Cette dégradation de la situation de la liberté de la presse est évidente également lorsque l’on restreint l’analyse aux seuls pays membres de l’Union européenne, où 16 pays sur 28 ont vu leur score baisser entre 2016 et 2018:

“Dans plusieurs pays européens, nous avons constaté une multiplication des attaques verbales, même au plus haut niveau politique, contre des journalistes. Certaines frôlaient l’incitation à la violence et pourtant, pas un responsable de l’UE n’a condamné ces attaques.
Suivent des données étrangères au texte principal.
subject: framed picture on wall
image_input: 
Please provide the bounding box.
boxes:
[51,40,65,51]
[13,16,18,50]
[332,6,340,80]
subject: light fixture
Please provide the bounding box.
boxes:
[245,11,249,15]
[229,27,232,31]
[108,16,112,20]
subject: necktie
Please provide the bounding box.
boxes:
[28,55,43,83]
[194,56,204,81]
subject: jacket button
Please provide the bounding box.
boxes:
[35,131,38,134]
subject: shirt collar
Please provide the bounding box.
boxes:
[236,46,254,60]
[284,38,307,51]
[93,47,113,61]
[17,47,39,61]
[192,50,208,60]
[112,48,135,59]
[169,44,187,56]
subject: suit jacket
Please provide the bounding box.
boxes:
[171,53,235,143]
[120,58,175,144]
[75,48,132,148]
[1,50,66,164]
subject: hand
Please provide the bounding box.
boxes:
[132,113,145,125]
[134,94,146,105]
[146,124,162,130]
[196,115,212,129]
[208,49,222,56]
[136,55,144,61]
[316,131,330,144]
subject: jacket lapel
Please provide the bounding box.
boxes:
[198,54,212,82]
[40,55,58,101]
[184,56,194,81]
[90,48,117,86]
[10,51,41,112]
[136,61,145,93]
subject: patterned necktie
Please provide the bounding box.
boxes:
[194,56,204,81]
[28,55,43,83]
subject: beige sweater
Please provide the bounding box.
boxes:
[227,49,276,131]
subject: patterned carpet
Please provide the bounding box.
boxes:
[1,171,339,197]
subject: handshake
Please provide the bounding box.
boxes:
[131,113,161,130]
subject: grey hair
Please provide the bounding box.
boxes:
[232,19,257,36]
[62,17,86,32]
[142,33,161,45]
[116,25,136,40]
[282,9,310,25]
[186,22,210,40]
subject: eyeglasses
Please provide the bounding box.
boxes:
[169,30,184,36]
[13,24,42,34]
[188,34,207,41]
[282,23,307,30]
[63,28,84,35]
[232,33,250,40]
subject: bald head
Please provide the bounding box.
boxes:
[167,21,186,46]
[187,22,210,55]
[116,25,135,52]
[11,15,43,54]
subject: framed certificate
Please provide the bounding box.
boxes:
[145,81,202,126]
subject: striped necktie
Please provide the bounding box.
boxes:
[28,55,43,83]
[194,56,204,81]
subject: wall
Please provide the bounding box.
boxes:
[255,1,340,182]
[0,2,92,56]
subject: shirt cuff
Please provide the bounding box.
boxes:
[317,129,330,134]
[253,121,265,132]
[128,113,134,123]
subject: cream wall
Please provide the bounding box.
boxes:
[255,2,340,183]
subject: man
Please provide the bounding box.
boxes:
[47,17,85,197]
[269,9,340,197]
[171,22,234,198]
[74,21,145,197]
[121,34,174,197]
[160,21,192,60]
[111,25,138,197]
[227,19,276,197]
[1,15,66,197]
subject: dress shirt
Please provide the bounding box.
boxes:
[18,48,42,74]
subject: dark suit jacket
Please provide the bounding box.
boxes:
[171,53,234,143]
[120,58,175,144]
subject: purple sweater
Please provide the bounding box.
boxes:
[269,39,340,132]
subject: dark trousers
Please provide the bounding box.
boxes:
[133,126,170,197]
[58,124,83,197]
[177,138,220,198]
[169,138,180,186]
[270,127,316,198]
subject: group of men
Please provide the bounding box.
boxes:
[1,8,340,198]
Cela encourage la haine contre les médias et les journalistes”, déclare à EDJNet Julie Majerczak, responsable du plaidoyer de RSF auprès de l’UE.

“Pourtant”, poursuit-elle, “l’UE pourrait faire beaucoup pour lutter contre la dégradation de la liberté de la presse en Europe, en commençant par s’attaquer au harcèlement judiciaire, c’est à dire les procès intentés par des responsables politiques contre les journalistes, et en particulier les journalistes d’investigation et les freelance, dans le seul but d’entraver leurs enquêtes et de les frapper économiquement.”

“L’Union devrait également s’attaquer à l’application de sanctions pénales dans les procès en diffamation”, ajoute-t-elle. “Enfin, elle devrait avoir un comportement cohérent vis-à-vis du respect de la liberté de la presse par les Etats : les pays candidats sont en effet soumis à un contrôle extrêmement rigoureux, alors qu’une fois qu’ils sont entrés, les entorses ne sont plus prises en compte. De même, l’UE pourrait conditionner l’octroi de l’aide financière au respect de l’Etat de droit, dont la liberté de la presse est un élément fondamental.”

Quant aux mesures tout récemment annoncées par la Commission européenne susceptibles d’avoir un impact positif sur la liberté de la presse – le projet de directive sur la protection des lanceurs d’alerte et le Code de conduite européen face à la désinformation  – Majerczak estime que la première est un “pas en avant”, tout en notant une “faiblesse majeure” dans le fait que “la procédure par laquelle un lanceur d’alerte se tourne vers un média est très encadrée, et ne permet pas de s’adresser directement aux journalistes”. Pour ce qui est du second, publié le 26 avril, RSF devrait faire connaître sa position dans les tous prochains jours.

Méthodologie

Avis d'experts

La méthodologie pour la détermination du classement se base sur un ensemble de réponses apportées par des experts à un questionnaire proposé chaque année par RSF. Les questions portent sur le pluralisme, l’indépendance des médias, l’environnement et l’autocensure, le cadre légal, la transparence et la qualité des infrastructures soutenant la production de l’information. “A cette analyse qualitative s’ajoute un relevé quantitatif des violences commises contre les journalistes sur la période prise en compte”, précise l’organisation.